1976: Nation's supply of pharmacists is smaller than you think


An "outpouring of new pharmacy-school graduates." "Fears of a manpower glut." 2016 headlines? Nope. The year was 1976.

Forty years ago, the American Association of Colleges of Pharmacy undertook the Pharmacy Manpower Information Project, a study that helped to relieve prevailing fears of a manpower glut, in spite of "the outpouring of new pharmacy-school graduates."

The January 15 edition of Drug Topics that year reported that in the spring of 1975, there were 6,450 pharmacy graduates, an increase of 12% over the previous year. Newly minted graduates were expected to reach 7,400 in 1976 and then 8,100 by 1977.

In 1976, more than 20% of pharmacists in seven states were age 60 and older, and nearing retirement. The states in question were Missouri, New York, Maine, New Hampshire, Massachusetts, Nevada, and Connecticut.

"There will be a minor manpower squeeze over the course of the next several years as the newer pharmacists are integrated into practice and as others leave because of age, health, or because they have become obsolescent practitioners … In the slightly longer term, I can see no rational case for an oversupply of 21st-century-oriented pharmacists," said Raymond A. Gosselin, president of the Massachusetts College of Pharmacy.
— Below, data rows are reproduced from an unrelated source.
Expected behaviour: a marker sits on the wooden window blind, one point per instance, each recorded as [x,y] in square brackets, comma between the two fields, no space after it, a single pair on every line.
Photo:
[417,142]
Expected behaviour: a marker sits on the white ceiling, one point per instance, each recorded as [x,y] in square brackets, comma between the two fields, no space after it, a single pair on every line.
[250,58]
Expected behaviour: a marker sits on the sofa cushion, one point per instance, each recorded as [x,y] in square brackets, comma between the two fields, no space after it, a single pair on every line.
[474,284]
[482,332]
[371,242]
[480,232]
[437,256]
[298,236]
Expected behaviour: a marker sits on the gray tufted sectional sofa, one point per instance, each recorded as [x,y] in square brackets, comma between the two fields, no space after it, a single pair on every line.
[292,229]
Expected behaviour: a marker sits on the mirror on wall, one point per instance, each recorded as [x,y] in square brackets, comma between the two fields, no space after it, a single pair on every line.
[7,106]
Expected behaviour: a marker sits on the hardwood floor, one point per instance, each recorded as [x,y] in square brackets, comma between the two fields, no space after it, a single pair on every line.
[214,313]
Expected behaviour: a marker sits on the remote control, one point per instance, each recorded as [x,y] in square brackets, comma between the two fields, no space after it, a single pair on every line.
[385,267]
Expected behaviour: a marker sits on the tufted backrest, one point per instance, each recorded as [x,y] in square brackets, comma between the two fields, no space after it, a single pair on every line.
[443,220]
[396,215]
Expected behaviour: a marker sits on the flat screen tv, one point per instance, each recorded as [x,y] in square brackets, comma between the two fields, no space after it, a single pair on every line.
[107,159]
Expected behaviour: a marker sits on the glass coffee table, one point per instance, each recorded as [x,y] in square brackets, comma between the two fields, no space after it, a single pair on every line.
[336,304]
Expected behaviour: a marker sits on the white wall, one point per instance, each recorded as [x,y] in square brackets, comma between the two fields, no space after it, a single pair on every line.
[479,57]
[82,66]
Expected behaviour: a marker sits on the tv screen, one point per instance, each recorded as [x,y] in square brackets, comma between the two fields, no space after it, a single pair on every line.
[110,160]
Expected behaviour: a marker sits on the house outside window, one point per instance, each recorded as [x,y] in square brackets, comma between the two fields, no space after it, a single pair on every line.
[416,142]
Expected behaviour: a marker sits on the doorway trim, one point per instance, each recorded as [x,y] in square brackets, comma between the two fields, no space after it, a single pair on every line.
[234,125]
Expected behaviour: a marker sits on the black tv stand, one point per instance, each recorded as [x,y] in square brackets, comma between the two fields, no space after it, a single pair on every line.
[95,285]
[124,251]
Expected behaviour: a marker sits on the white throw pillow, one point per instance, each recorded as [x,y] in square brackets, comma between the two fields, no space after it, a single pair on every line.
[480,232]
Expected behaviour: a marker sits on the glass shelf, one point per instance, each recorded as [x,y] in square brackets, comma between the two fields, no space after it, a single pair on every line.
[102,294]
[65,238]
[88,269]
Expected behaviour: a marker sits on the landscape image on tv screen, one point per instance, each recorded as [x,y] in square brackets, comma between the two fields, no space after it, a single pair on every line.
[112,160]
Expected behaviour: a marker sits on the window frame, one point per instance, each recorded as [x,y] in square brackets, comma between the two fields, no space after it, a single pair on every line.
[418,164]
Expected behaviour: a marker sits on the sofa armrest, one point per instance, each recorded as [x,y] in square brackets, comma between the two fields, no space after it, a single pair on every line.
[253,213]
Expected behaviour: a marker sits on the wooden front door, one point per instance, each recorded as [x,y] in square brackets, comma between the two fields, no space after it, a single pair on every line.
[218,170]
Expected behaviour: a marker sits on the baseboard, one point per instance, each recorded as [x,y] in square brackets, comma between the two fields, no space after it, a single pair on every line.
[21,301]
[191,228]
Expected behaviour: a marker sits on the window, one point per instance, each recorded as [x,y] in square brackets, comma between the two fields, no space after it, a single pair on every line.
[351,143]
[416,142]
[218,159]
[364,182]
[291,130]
See also: The antisubstitution controversy: Going strong in '72

Times have changed

According to the Pharmacy Workforce Center’s monthly analysis of November 2015, the nationwide supply of pharmacists had exceeded the number of available jobs, specifically in Massachusetts, New York, and Connecticut, with aggregate demand indices of 1.75, 2.00, and 2.33, respectively.
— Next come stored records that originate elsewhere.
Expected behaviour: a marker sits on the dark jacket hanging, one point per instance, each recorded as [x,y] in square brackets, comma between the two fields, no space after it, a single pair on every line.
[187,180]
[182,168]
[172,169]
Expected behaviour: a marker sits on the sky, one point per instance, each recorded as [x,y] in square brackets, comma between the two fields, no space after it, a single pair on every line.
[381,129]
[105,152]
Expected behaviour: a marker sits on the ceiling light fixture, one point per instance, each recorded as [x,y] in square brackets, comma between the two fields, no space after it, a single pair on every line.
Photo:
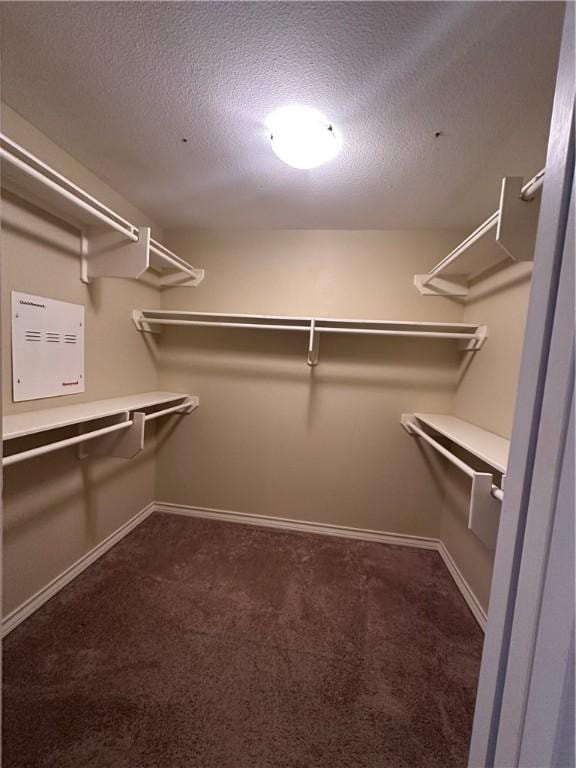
[302,137]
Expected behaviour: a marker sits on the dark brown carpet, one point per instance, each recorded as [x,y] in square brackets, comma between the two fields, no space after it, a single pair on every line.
[197,644]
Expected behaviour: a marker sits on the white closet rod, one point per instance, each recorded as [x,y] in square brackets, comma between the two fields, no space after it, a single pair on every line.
[218,324]
[527,194]
[89,204]
[318,329]
[496,492]
[40,451]
[173,409]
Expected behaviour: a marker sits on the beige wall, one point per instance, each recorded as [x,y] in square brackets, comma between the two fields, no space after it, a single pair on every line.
[274,437]
[486,396]
[56,507]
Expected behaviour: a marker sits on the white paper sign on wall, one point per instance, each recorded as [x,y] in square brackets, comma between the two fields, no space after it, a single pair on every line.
[47,347]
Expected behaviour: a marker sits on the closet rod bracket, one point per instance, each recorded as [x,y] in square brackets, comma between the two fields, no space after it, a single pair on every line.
[140,322]
[313,345]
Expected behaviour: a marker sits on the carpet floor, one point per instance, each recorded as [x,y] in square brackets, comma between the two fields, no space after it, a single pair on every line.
[202,644]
"The Midwest and Northeast averaged ratings reflected somewhat of a surplus at 2.77, and 2.32, respectively," the November monthly report stated.

In 1976, there were fewer independent pharmacists than projections had assumed. At that time, independent pharmacists accounted "for less than half of total professional employment."
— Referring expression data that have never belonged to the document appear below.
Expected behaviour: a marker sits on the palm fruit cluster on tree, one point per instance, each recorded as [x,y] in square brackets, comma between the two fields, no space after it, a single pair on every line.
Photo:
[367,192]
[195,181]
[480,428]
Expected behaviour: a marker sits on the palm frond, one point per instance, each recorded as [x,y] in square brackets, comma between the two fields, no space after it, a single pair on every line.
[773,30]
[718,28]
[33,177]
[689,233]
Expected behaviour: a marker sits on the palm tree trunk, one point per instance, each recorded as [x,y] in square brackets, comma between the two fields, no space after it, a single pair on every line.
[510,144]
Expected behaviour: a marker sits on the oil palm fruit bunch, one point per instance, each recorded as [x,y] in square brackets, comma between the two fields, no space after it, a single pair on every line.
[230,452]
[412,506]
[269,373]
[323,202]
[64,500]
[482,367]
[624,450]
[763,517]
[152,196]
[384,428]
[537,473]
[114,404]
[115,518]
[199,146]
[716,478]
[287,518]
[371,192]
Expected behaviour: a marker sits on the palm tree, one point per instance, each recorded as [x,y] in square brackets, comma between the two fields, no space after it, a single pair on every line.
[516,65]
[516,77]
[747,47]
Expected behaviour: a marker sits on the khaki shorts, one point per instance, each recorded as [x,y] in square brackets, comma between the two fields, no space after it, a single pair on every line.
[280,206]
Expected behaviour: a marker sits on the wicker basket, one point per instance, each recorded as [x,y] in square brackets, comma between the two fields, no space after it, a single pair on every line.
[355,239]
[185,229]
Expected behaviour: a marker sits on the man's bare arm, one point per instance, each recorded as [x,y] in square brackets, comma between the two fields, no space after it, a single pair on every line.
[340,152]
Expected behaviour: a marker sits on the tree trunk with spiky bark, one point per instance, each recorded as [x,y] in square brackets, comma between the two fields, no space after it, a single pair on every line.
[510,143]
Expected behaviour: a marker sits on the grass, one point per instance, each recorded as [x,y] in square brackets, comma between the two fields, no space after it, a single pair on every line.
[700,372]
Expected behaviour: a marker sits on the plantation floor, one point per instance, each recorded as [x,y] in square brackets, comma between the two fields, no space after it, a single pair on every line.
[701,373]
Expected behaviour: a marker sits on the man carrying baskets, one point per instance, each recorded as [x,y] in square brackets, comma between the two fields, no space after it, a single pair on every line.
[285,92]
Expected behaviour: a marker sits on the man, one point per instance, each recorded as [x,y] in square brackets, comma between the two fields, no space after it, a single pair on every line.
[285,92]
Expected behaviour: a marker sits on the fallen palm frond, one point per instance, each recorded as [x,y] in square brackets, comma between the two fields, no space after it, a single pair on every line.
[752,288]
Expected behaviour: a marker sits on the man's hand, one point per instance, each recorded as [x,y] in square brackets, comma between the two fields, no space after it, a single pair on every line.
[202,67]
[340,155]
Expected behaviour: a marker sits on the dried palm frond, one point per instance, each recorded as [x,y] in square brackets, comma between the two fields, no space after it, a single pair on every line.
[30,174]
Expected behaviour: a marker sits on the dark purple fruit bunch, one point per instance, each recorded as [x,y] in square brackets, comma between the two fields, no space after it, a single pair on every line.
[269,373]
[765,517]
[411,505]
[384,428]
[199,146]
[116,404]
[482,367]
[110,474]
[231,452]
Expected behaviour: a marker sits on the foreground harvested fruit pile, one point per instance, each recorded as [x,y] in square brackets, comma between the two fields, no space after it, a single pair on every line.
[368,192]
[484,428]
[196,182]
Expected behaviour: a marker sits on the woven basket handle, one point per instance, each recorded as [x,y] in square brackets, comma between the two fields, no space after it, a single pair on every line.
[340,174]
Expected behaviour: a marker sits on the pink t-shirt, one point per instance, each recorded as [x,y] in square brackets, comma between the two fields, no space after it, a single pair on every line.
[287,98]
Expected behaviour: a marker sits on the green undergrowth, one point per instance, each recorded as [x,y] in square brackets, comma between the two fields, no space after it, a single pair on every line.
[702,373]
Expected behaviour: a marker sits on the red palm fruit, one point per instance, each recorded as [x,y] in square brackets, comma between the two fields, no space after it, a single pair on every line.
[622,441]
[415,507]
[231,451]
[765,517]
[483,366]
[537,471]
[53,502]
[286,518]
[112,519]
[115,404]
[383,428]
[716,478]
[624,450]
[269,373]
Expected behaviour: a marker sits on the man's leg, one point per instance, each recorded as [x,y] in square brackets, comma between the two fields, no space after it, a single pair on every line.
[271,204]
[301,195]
In addition, "Close to 15% of the pharmacists are engaged in hospital or other clearly defined forms of institutional practice," said the 1976 report.

By the time the 2014 National Pharmacist Workforce Survey was published, the percentage of pharmacists working in a hospital setting had almost doubled (29.4%).

See also: "Bitter ender" holds out against corporate pharmacy

Big dropout factor

About 16% of the nation's licensed pharmacists were not holding a job in pharmacy in 1976.

In 2014, about 22% were not practicing pharmacy or working in a pharmacy-related career — with more men (31.6%) than women (13.5%) dropping out, according to the respondents of the 2014 National Pharmacist Workforce Survey.